Slow dynamics orchestrate communication between binding sites in the condensation domain of a non-ribosomal peptide synthetase.

Non-ribosomal peptide synthetases (NRPSs) are complex molecular machineries that synthesize non-proteinaceous peptides in microorganisms. These peptides (NRPs) usually present a wide range of biological activities and are highly regarded as potential anti-cancer and anti-infective agents. Because of their chemical complexity, derivatives of NRPs with tailored pharmacological properties are difficult to synthesize chemically, which has triggered efforts to understand the functional mechanisms of NRPS systems and develop protein engineering strategies aimed at enabling enzymatic synthesis of non-natural NRPs. A fundamental reaction step of NRPS systems is the formation of peptide bonds between amino-acid-like building blocks. This reaction is catalysed by so-called condensation domains. The structures of several condensation domains and their complexes have been solved by crystallography and electron microscopy, but these structures have failed to provide the key to the design of artificial condensation domains.

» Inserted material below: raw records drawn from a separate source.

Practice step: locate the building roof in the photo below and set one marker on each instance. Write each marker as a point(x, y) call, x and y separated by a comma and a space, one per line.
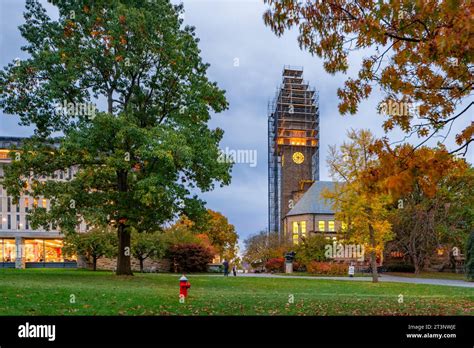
point(311, 202)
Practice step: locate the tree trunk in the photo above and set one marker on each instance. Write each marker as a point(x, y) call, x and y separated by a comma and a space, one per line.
point(124, 247)
point(123, 258)
point(141, 265)
point(373, 256)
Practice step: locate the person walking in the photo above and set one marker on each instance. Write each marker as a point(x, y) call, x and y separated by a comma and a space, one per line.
point(226, 268)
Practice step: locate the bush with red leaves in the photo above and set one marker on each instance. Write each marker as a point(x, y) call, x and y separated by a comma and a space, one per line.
point(190, 257)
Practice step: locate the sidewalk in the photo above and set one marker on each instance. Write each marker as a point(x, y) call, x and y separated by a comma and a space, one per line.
point(382, 278)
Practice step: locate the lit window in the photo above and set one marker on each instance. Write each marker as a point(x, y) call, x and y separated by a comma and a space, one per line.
point(295, 238)
point(295, 233)
point(303, 228)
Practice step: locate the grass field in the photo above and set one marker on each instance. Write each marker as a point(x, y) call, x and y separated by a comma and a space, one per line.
point(51, 292)
point(431, 275)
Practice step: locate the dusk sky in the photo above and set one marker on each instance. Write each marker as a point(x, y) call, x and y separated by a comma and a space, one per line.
point(246, 60)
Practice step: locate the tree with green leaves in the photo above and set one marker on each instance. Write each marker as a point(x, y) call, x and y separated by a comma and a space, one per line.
point(263, 246)
point(138, 158)
point(216, 226)
point(92, 245)
point(147, 245)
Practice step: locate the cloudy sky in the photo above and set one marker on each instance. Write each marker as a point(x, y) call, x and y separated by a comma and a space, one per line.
point(246, 60)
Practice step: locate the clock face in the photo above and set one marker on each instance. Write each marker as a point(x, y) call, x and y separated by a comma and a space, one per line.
point(298, 157)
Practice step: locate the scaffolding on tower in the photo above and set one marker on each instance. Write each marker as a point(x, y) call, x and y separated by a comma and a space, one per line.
point(293, 119)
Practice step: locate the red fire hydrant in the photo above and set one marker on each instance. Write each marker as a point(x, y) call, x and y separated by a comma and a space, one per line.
point(184, 285)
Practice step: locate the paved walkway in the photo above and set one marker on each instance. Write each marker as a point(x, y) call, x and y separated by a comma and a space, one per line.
point(382, 278)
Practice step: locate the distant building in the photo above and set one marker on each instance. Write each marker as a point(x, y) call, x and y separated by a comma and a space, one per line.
point(311, 215)
point(20, 245)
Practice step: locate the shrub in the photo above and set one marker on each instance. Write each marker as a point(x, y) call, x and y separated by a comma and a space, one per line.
point(92, 245)
point(399, 267)
point(190, 257)
point(298, 266)
point(275, 264)
point(312, 248)
point(327, 268)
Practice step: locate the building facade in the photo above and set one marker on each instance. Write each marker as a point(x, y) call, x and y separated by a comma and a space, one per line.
point(293, 145)
point(311, 215)
point(21, 246)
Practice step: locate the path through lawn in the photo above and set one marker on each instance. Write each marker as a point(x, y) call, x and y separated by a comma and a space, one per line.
point(79, 292)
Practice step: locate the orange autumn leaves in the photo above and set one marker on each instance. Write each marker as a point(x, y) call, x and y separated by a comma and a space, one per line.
point(401, 169)
point(420, 53)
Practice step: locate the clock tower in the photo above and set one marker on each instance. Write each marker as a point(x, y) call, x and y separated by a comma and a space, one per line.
point(293, 144)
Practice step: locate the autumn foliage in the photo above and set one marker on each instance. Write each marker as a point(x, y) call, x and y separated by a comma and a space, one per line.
point(418, 53)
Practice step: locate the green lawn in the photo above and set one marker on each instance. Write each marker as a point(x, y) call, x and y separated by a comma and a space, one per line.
point(48, 292)
point(432, 275)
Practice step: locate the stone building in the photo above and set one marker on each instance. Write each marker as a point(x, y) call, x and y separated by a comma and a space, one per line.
point(21, 246)
point(311, 215)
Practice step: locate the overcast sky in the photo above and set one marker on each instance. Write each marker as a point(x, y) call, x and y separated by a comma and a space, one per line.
point(246, 60)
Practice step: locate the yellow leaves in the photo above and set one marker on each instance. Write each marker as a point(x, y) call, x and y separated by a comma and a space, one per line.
point(466, 135)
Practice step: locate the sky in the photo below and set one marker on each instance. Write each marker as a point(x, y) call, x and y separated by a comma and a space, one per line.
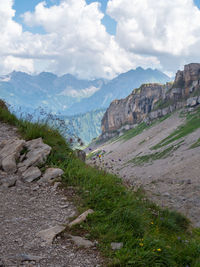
point(91, 39)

Here, we use NMR spectroscopy to reveal a complex network of dynamics in the condensation domain of the NRPS responsible for the synthesis of Tomaymycin and reveal how these motions mediate communication between the two substrate binding sites, providing a means to synchronize interactions for efficient catalysis. Our results underline the impact of dynamics, next to structure, on the function of enzymatic units and reinforce the need to consider conformational flexibility in the design of proteins with altered functions.